Para um planejamento adequado, a análise de dados é fundamental. "Estamos ainda começando a caminhar nos sistemas de dados e informações. O Datasus (órgão do SUS que coleta, processa e dissemina informações sobre saúde no país), por exemplo, é uma excelente fonte de dados, mas não há o desfecho dos tratamentos. Não é um prontuário médico que consiga avaliar fatores que são críticos para definir prioridades em saúde", afirma Felipe Abdo, consultor na área de saúde.
Abdo destaca, ainda, que a falta de informação estruturada dificulta a escolha do que priorizar no financiamento da saúde, especialmente em relação aos novos tratamentos. "É uma discussão muito complexa e, de fato, tem que ser democrática. Porém é uma discussão longa, em que priorizar é o problema principal", diz.
A discussão de como garantir um pouco de equidade no tratamento de doenças raras é um desafio em todo o mundo, afirma Fernando Aith. Mas ele vê avanços e diz que um dos caminhos é aperfeiçoar os sistemas de incorporação de novas tecnologias nos sistemas público e privado. "O grande valor da democracia é a proteção das minorias. A democracia é tudo menos a ditadura da maioria. Em um sistema de saúde público, universal e solidário como o nosso, é preciso pensar nas minorias", diz.
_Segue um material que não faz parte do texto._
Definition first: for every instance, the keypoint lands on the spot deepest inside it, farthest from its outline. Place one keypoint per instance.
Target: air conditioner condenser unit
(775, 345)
Paula Lawall, que também atua na formação de estudantes de Medicina do UNIEURO e da Fiocruz, lembra que é preciso investir na capacitação das equipes da área de saúde em gestão. "Os profissionais precisam aprender a problematizar, entender quais são as dificuldades e viver a prática do dia a dia", diz. Isso, segundo ela, é fundamental para que os recursos sejam usados de maneira mais assertiva.
Projeto propõe desvincular recursos da saúde dos altos e baixos da economia
Cerca de 75% da população brasileira dependem exclusivamente do SUS para ter acesso à saúde. Mas é justamente nos momentos de crise econômica, quando a vulnerabilidade desse enorme contingente de pessoas aumenta, que os recursos destinados à saúde pública ficam ainda mais escassos.
No modelo atual, a lei prevê que estados e municípios invistam um percentual da arrecadação em serviços públicos de saúde, de 12% e 15%, respectivamente. A parcela que cabe à União é determinada, entre outros fatores, pela variação do Produto Interno Bruto (PIB).
Essa fórmula deixa o financiamento da saúde sujeito aos altos e baixos da economia, gera subfinanciamento do sistema e compromete o atendimento à população.
Para mudar esse quadro, a Associação Brasileira de Economia da Saúde propõe que o investimento público em saúde cresça de maneira escalonada, revertendo em 10 anos a tendência de queda.
O estudo "Nova Política de Financiamento do SUS" foi apresentado durante o evento pelo pesquisador e doutor em saúde coletiva Carlos Ocké, do Instituto de Pesquisa Econômica Aplicada (Ipea). A proposta foi enviada, durante a campanha, a todos os candidatos à Presidência.
Ocké explica que o objetivo da proposta é evitar a queda do gasto público de saúde, por meio de uma regra acíclica, quando houver desaceleração da economia. "Gastos estratégicos da sociedade, como saúde e meio ambiente, precisam ter ajustes automáticos no longo prazo a partir dos fatores que condicionam esses gastos. Ou seja, independentemente da alta ou da baixa do ciclo econômico com o aumento do PIB, o gasto público vai continuar crescendo no longo prazo".
Hoje o Brasil gasta 9,6% do PIB em saúde. Mas, diferentemente de outros países que adotam o sistema universal de saúde, no Brasil o gasto privado é maior do que o público.
"Essa proposta quer reverter essa relação, porque isso não faz sentido. Essa mudança vai, inclusive, desonerar estados e municípios que estão sobrecarregados com o financiamento do sistema".